Alan Rodríguez

Atrevidos, de bajo presupuesto, inventivos, sin remordimientos, sexys y estilísticamente osados, es como definía a principios del milenio Ruby Rich a los filmes queer que llamaron la atención algunos años antes tanto en Europa como en Estados Unidos. Varios de estos adjetivos se ajustan a lo que propone Barry Jenkins en su filme Moonlight (US, 2016), ganadora del Globo de Oro a mejor película de drama hace unas semanas.

Se estrena este 27 de enero como Luz de luna y llega como ganadora del Globo de Oro a mejor película de drama. Nos cuenta la historia del pequeño Chiron (Alex R. Hibbert) en la década de los ochenta, en Liberty City, Miami. Negro, flacucho y de comportamiento ausente, es objeto de bullying escolar. Hijo de una madre soltera adicta, comienza a darse cuenta de sus inclinaciones gay. A lo largo de más de 100 minutos, somos testigos de su turbulento viaje hacia la adultez.
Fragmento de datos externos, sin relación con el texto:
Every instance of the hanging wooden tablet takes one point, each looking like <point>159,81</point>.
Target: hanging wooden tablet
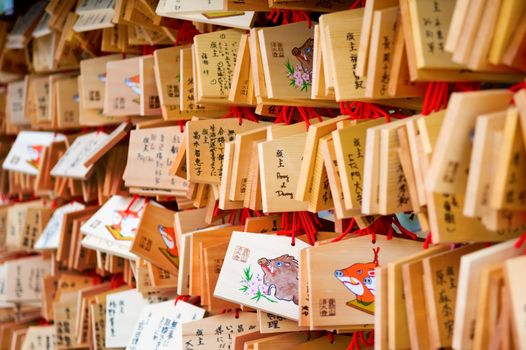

El guión es de la pluma de Jenkins, sobre la obra de teatro In moonlight black boys look blue escrita por el dramaturgo y actor Tarell Alvin McCraney. El filme se compone de tres segmentos: I. Pequeño, II. Chiron y III. Negro, estructura que no viene del texto original de McCraney.

Ambos autores crecieron en la misma ciudad de Liberty, uno a una cuadra del otro. Fueron a la misma escuela primaria pero nunca se conocieron. Los dos tuvieron madres adictas a la piedra. Por eso uno puede suponer que al exponer parte de sus vivencias, ambos se convierten en sujetos de sus historias.

La cinta tuvo un costo de alrededor de 5 mil dólares. Tras 14 semanas de exhibición había acumulado cerca de 16 millones; algo pocas veces visto para una película indie. Sus ocho nominaciones al premio Óscar harán que meta más dinero y permanezca más tiempo en las salas de cine.

Su candidatura como mejor película se entiende a partir de que con simplicidad consigue fijar momentos asombrosos. Por ejemplo, es capaz de resaltar lo íntimo y fraterno de forma original, en el momento en que Juan (Mahershala Ali, nominado como mejor actor de soporte) da lecciones de nado en el mar al diminuto Chiron y la cámara se posa a la altura del agua, enfatizando el lazo que entre los dos empieza a afianzarse.

Hace relucir lo recóndidamente bravo después de lo salvajemente abusivo, ahí cuando el adolescente Chiron (Ashton Sanders) recibe una golpiza en la escuela y luego con el rostro moreteado va y despedaza una silla en la espalda de su acosador.

Moonlight es un filme sencillo aunque con trasfondo delicado. Pone fuerte acento en la identidad negra y en el proceso de identidad personal negra queer. Así lo deja ver el jefe narcomenudista Juan cuando en la película lo oímos aconsejar al pequeño Chiron: “Por un momento tienes que decidir quién eres”.

 

La importancia de este segundo largometraje del cineasta radicado en Los Angeles radica en su tratamiento de las problemáticas enfrentadas por la comunidad negra LGBTQ, que desde los ochenta se hicieron evidentes para la escena pública. Sabemos que en aquella década, ante la política conservadora de Ronald Reagan y la crisis del sida, los derechos de los no heterosexuales se convirtieron en tema obligado en la agenda sociopolítica de varios países.

En Estados Unidos, lesbianas y gays negros se dieron cuenta de que enfrentaban un señalamiento, además de retos serios y complicados. Por ello es que poetas, dramaturgos y escritores crearon obras combativas que hablaban de la experiencia cotidiana de la comunidad negra queer. Ante la actual amenaza de un líder estadunidense todavía más intolerante a la diversidad, hoy Moonlight silenciosamente lanza el mismo desafío.